ConocoPhillips has also begun development drilling at its CD5 drill site on the North Slope. CD5 is the first oil development within the boundaries of the NPR-A and first oil is expected in the fourth quarter of 2015.
Caelus senior vice president of Alaska operations
Let’s look at why tax reform is working for Alaska, and why voters made the choice to give oil tax reform a chance to work.
First of all, Alaska is benefitting from exciting new investment in our oil patch since the tax law passed. Overall, the new projects that have been announced since SB 21 became law add up to more than $5 billion dollars. That is especially good news during a time of low oil prices, when other oil provinces have seen large lay-offs and a significant slow-down in activity. You asked for specifics, so here is what SB 21 means to a new company in Alaska.
Caelus is in Alaska due largely in part to the passage of SB 21. Historically an international exploration company, the move to a more stable and competitive fiscal system attracted the attention of our company and investors. We purchased the Oooguruk Unit in April of 2014. Since then, we’ve been very busy:
We sanctioned the Nuna project, a $1.5 billion new oil development and spent millions in installing the gravel road and initial drill site pad in 2015. First oil is expected in 2017.
Caelus was one of the largest lease buyers during the fall 2014 lease sale, acquiring 323,000 new acres. This past winter we acquired new high-resolution, 3D seismic over both Nuna and our new leasehold in the east.
Lastly, Caelus acquired a 75 percent working-interest ownership this summer in leases located in a highly prospective area known as Smith Bay in the shallow State waters outboard of NPRA. The company is fast at work preparing to drill up to two exploration wells this winter season.

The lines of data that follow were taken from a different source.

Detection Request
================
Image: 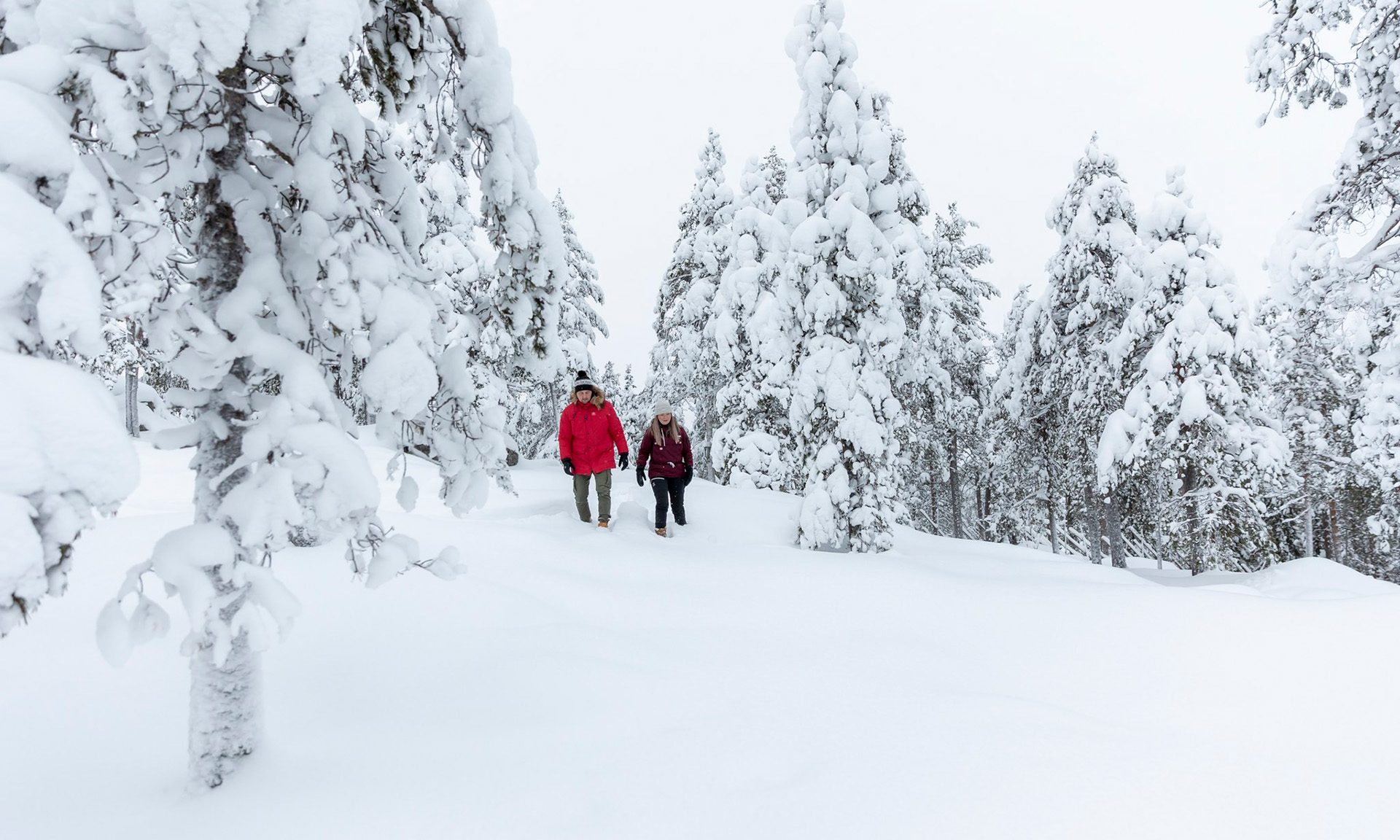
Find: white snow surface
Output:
[0,437,1400,840]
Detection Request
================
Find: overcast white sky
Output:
[493,0,1354,370]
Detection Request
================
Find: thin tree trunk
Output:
[948,431,963,539]
[1181,462,1205,575]
[928,464,944,534]
[1327,499,1347,563]
[1103,490,1129,569]
[1041,441,1059,554]
[1152,481,1166,571]
[125,321,141,437]
[189,70,257,787]
[1084,479,1103,563]
[1304,501,1318,557]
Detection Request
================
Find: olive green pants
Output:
[574,469,612,522]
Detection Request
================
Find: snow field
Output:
[0,446,1400,840]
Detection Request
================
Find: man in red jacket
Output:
[559,371,627,528]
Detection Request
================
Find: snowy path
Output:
[0,449,1400,840]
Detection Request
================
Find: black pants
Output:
[651,479,686,529]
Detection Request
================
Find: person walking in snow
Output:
[559,371,627,528]
[637,399,694,536]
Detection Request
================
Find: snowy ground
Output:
[0,439,1400,840]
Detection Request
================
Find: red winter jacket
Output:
[559,396,627,476]
[637,420,694,479]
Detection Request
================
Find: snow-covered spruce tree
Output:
[1260,228,1391,577]
[7,3,563,785]
[1097,169,1288,574]
[709,152,793,490]
[983,286,1062,553]
[511,193,616,458]
[1035,134,1140,563]
[618,364,651,446]
[871,93,991,537]
[392,8,569,514]
[782,0,904,551]
[0,28,166,636]
[759,146,788,207]
[1251,0,1400,580]
[651,131,734,478]
[930,204,997,537]
[554,192,607,368]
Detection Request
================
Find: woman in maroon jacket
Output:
[559,371,627,528]
[637,399,694,536]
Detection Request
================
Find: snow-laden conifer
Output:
[1097,169,1288,574]
[6,0,564,785]
[651,131,734,476]
[782,0,904,551]
[1035,134,1140,561]
[709,152,793,490]
[1251,0,1400,577]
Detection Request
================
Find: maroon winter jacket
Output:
[637,420,694,479]
[559,394,627,476]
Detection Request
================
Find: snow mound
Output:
[1234,557,1400,601]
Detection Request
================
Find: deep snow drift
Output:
[0,437,1400,840]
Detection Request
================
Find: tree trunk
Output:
[1041,441,1059,554]
[1304,501,1318,557]
[948,431,963,539]
[928,464,944,536]
[1152,479,1166,571]
[1181,464,1205,575]
[1084,479,1103,563]
[1103,490,1129,569]
[189,63,257,787]
[1327,499,1347,563]
[126,321,141,437]
[189,580,259,787]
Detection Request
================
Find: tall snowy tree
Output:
[983,286,1062,553]
[1260,228,1377,577]
[6,0,566,785]
[709,152,793,490]
[651,131,734,476]
[1009,134,1140,561]
[511,193,607,458]
[782,0,904,551]
[1251,0,1400,580]
[1097,169,1288,574]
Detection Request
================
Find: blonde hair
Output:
[651,414,680,446]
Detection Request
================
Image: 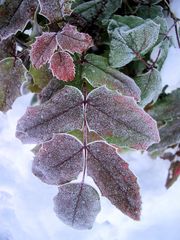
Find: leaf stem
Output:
[82,82,88,183]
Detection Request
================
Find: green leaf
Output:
[74,0,122,22]
[137,5,164,19]
[109,20,160,67]
[0,57,27,112]
[82,54,140,100]
[135,68,162,107]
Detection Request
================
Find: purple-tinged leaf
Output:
[0,37,16,60]
[0,0,38,39]
[87,86,159,150]
[39,0,72,22]
[87,141,141,220]
[57,24,93,54]
[50,52,75,82]
[54,183,101,229]
[0,57,27,112]
[30,32,57,68]
[166,161,180,188]
[16,86,83,143]
[82,54,141,100]
[32,134,83,185]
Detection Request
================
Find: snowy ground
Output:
[0,0,180,240]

As these projects move into the production phase, Alaskans will get the benefit of more oil moving down the Trans-Alaska Pipeline System and will enjoy royalties and production taxes that flow from these ventures. More activity and production means more jobs and a better outlook for the funding of public services, like education, healthcare and public safety.
The activities on the Slope are reason enough to be optimistic about Alaska’s future, but when you add in the fact that State revenues also look better under SB 21 compared to the previous regime, voters look even wiser. The new tax law was designed to protect the State’s pocketbook at low oil prices. When prices drop, as they have in the last year, the State collects more in revenues that it otherwise would have due to the gross minimum tax floor. One estimate puts the additional revenues made possible by oil tax reform at almost $1 billion over the next two years! Prices are still low, so Alaska’s revenue shortfall is still a challenge; but tax reform improved the situation markedly.
SB 21 is working for Caelus and other companies new to Alaska, and it’s working for Alaskans.